One would think Silvio Berlusconi had read Niccolò Machiavelli’s The Prince. Having risen to power through sheer financial might and the application of political muscle, Mr. Berlusconi should never have expected to be loved. But the Italian Premier is as much a creation as the creator of his television empire: he mistakes his power for popularity, or at least he thinks that one should translate to the other.

Why do they hate me so much?
Berlusconi asked his father confessor, after learning that his attacker, Massimo Tartaglia, had gained an enthusiastic following on Facebook and around the social web. Could it simply be that this prince of the television world really doesn’t understand the way the Internet now works, how its communities form, the fascinations that take hold and bring people together — in a moment, for a moment?

Or was it a Machiavellian ruse to garner sympathy? An old prince suffers a beating at the hands of a crazy man then confides to his father confessor with dismay that he just doesn’t understand what he did to deserve this, doesn’t understand what those young people have against him, knowing full well that the father confessor will make this confession public. “They” become the heartless enemy, without pity for the battered prince, or reverence for old age; “they” become the source of everybody’s grief.

It seems to have worked. Judging, at least, from the editorial pages, public opinion in Italy has shifted back in Mr. Berlusconi’s favor. And now another Facebook community has formed, denouncing Mr. Tartaglia’s gratuitous act of violence and shaming his supporters. Maybe Silvio Berlusconi will get a little love after all.

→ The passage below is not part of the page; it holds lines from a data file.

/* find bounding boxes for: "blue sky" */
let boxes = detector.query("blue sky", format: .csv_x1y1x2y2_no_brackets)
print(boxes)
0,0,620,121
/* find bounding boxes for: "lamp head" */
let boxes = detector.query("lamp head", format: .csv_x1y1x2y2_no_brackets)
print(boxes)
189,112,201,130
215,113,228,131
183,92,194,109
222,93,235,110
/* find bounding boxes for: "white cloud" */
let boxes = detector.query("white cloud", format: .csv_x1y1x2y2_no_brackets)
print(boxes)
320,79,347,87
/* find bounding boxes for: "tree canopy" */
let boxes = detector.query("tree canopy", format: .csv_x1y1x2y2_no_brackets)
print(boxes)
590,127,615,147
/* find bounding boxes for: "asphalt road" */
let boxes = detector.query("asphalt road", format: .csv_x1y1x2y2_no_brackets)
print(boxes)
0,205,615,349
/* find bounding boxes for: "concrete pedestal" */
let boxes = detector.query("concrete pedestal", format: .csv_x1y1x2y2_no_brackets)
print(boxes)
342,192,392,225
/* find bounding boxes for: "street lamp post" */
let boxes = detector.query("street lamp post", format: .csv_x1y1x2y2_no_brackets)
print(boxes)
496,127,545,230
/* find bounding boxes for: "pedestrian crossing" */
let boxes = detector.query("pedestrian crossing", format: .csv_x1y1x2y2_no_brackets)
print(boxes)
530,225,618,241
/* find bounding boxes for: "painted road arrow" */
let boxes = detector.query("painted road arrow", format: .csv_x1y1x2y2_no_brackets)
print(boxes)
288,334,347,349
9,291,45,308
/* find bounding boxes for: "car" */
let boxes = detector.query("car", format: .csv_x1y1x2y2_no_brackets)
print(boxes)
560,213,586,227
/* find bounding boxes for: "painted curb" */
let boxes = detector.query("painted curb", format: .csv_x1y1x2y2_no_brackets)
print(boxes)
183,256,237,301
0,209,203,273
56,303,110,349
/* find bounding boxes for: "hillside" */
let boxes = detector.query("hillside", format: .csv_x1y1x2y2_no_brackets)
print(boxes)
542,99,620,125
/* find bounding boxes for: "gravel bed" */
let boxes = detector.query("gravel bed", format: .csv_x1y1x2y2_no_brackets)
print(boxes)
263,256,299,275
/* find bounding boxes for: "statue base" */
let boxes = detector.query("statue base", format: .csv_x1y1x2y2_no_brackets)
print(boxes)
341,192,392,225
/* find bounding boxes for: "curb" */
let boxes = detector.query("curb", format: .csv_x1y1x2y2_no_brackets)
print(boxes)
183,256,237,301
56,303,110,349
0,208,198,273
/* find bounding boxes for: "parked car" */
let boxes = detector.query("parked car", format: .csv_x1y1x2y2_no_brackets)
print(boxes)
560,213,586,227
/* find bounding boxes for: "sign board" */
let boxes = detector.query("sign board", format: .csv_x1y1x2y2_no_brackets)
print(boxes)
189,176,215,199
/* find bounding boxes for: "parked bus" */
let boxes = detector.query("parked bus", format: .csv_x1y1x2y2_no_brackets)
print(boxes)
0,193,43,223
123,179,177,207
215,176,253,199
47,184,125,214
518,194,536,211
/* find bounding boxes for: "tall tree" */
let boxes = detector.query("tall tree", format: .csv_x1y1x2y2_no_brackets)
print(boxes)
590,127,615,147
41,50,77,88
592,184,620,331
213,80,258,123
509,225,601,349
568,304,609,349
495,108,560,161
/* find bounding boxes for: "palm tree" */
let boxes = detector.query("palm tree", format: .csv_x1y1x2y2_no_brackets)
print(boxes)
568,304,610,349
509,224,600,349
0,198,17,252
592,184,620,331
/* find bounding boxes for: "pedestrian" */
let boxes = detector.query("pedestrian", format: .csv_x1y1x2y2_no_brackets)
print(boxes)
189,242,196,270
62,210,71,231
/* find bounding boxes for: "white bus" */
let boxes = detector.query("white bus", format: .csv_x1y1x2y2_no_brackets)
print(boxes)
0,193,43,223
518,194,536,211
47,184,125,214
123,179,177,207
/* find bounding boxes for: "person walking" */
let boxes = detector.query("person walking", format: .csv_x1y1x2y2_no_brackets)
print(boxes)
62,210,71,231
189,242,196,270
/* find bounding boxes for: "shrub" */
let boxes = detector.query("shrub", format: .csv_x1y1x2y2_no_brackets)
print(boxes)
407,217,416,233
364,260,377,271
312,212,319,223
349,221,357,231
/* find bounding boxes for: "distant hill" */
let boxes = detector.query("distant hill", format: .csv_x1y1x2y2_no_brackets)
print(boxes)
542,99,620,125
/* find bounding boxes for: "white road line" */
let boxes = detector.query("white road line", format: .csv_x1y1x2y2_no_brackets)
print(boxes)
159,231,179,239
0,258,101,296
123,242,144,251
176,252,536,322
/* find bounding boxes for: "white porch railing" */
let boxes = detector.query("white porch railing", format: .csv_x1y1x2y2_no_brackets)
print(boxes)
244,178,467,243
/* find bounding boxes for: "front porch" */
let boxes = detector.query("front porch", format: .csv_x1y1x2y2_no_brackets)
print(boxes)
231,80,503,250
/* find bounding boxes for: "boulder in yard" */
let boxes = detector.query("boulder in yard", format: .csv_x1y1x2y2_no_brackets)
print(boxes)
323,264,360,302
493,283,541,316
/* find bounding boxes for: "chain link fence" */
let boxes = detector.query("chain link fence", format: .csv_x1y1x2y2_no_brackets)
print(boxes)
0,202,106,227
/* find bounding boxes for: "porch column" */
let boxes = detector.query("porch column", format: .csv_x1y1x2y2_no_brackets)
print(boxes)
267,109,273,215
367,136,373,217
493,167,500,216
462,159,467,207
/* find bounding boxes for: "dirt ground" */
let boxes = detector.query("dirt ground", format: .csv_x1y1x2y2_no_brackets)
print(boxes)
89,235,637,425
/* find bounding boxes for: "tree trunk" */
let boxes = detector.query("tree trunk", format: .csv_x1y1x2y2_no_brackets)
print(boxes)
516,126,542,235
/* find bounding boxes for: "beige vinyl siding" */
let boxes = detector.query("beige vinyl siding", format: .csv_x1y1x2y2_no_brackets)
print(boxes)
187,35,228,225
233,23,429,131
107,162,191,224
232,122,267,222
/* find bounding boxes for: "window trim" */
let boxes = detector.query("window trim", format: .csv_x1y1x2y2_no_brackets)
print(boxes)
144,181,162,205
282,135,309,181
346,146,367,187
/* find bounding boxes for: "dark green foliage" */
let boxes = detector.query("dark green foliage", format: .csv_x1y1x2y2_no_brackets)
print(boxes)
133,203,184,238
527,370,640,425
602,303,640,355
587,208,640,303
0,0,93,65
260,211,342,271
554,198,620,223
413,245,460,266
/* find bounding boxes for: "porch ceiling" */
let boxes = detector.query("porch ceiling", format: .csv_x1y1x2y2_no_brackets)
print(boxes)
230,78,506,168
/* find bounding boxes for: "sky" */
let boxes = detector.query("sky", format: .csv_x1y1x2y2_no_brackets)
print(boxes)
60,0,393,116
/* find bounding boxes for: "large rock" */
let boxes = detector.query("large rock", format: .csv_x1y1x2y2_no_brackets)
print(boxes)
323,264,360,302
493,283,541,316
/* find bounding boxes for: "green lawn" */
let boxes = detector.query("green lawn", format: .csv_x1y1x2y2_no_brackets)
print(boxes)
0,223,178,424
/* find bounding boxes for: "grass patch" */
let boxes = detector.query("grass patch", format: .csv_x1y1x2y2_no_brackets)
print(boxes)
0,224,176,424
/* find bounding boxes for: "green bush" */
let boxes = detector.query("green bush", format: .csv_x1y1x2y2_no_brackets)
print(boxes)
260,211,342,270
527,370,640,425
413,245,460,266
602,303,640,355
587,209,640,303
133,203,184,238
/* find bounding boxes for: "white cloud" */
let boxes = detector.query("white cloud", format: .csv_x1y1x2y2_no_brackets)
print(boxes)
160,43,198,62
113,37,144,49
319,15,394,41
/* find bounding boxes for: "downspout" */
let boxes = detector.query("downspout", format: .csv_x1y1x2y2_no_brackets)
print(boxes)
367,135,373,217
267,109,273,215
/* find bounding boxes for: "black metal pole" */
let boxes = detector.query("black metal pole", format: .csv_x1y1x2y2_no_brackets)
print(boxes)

Be that as it may, the whole incident, which has already faded from the news, led me back to chapter 17 of The Prince, where Machiavelli argues that it is better for a prince to be more feared, than loved. “For love is held by a chain of obligation which, men being selfish, is broken whenever it serves their purpose; but fear is maintained by a dread of punishment, which never fails.” The trouble, however, is that in making oneself feared, one risks incurring the hatred of others.

The prince will avoid hatred if he “abstains from interfering with the property of his citizens and subjects or with their women,” Machiavelli writes. Roba and donne — the stuff and women of others — are untouchable; touching them, taking them, is a violation Machiavelli tellingly calls rapina — rapine.

As I read it, this is all about respecting the integrity and even the sanctity of the house, where both women and property are kept. (And forget your twenty-first century prejudices long enough to remember that in early modern Italy, women belonged to the house, even when they ventured forth from it.) The prince may more readily take someone’s life “when there is proper justification and manifest reason for it” than violate the house:

Above all [the prince] must abstain from taking the property of others, for men forget more easily the death of their father than the loss of their patrimony. Then also pretexts for seizing property are never wanting; and one who lives by rapine will always find some reason for taking the goods of others.

You can probably follow J.G.A. Pocock’s lead from this passage to later thinking about property and liberty from the depredations of princes. Whether any of this helps to answer the question Mr. Berlusconi put to his priest I’ll leave for others, with more knowledge of the Italian scene, to decide. A quick Google search for Berlusconi and rapina — which I hoped might shed some light on the issue — yields only a story about a bank robbery in Torino last February where one of the robbers wore a Berlusconi mask. The other was disguised as Mr. Berlusconi’s senior advisor, Marcello dell’Utri.